The United States is facing a nationwide public pension-funding crisis, with some estimates of total state unfunded pension liabilities exceeding $4.7 trillion at the end of 2014. The Illinois pension funds, which provide retirement payments for 479,000 state and local workers, are insolvent. The actuarial unfunded liabilities for Illinois’s pension plans stood at $111 billion for fiscal year 2015, according to official estimates. Without a new federal remedy, the situation will only worsen as the population of state workers ages and retires. Massive pension obligations are crowding out Illinois’ ability to fund essential services such as police, disaster assistance, education, healthcare and others that are key to the general welfare. Illinois’ public pensions receive extensive protections under state laws. As a consequence, bipartisan pension reform proposals have been struck down by the State Supreme Court, pitting the payment of pension obligations against providing essential state services, and using up more general revenues just to keep up with pension fund payments. If left unchecked, many workers in Illinois, and throughout the United States, could be left with dramatically-diminished or no pensions. A minor change to federal bankruptcy law would provide a new tool to allow Illinois and other states to reform their own pensions so they don’t become a burden to the federal government. Article 1 of the U.S. Constitution grants Congress the power to enact “uniform laws on the subject of bankruptcies.” This paper proposes that Congress create a new section of the U.S. Bankruptcy Code, Section 113, a “Limited Proceeding to Ensure the Undiminished and Unimpaired Performance of Essential State Services.”

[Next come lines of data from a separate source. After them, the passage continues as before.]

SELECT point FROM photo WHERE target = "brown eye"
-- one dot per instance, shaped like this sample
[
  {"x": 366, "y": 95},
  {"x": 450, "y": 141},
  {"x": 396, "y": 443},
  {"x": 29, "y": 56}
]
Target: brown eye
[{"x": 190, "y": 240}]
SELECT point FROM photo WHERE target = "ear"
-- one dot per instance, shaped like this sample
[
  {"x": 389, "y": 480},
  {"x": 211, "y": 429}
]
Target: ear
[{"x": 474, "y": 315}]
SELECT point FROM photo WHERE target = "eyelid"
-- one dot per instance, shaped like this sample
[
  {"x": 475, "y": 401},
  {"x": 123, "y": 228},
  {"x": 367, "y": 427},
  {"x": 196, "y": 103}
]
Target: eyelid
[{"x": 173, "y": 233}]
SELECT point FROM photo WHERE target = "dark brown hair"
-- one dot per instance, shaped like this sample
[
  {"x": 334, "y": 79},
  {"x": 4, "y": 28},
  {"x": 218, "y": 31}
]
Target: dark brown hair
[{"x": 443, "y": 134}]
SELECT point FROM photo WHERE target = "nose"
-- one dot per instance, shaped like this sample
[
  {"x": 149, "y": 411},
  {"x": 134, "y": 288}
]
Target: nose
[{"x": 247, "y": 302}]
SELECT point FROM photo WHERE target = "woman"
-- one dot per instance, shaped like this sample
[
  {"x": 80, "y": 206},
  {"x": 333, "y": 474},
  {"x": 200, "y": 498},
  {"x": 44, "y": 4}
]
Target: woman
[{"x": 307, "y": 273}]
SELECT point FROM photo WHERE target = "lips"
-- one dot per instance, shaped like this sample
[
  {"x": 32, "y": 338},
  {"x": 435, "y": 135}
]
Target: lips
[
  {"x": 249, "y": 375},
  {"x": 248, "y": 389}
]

The provision would give state legislatures and governors the option to remedy fiscal crises attributable to pension obligations, notwithstanding local laws that prohibit changes to such obligations. If they so choose, state legislatures and governors would be authorized to enact pension benefit changes only after determining that funding obligations impair the performance of essential state services; and would publish the basis for their determination, conduct public hearings, and file a proceeding in a bankruptcy court identifying the changes.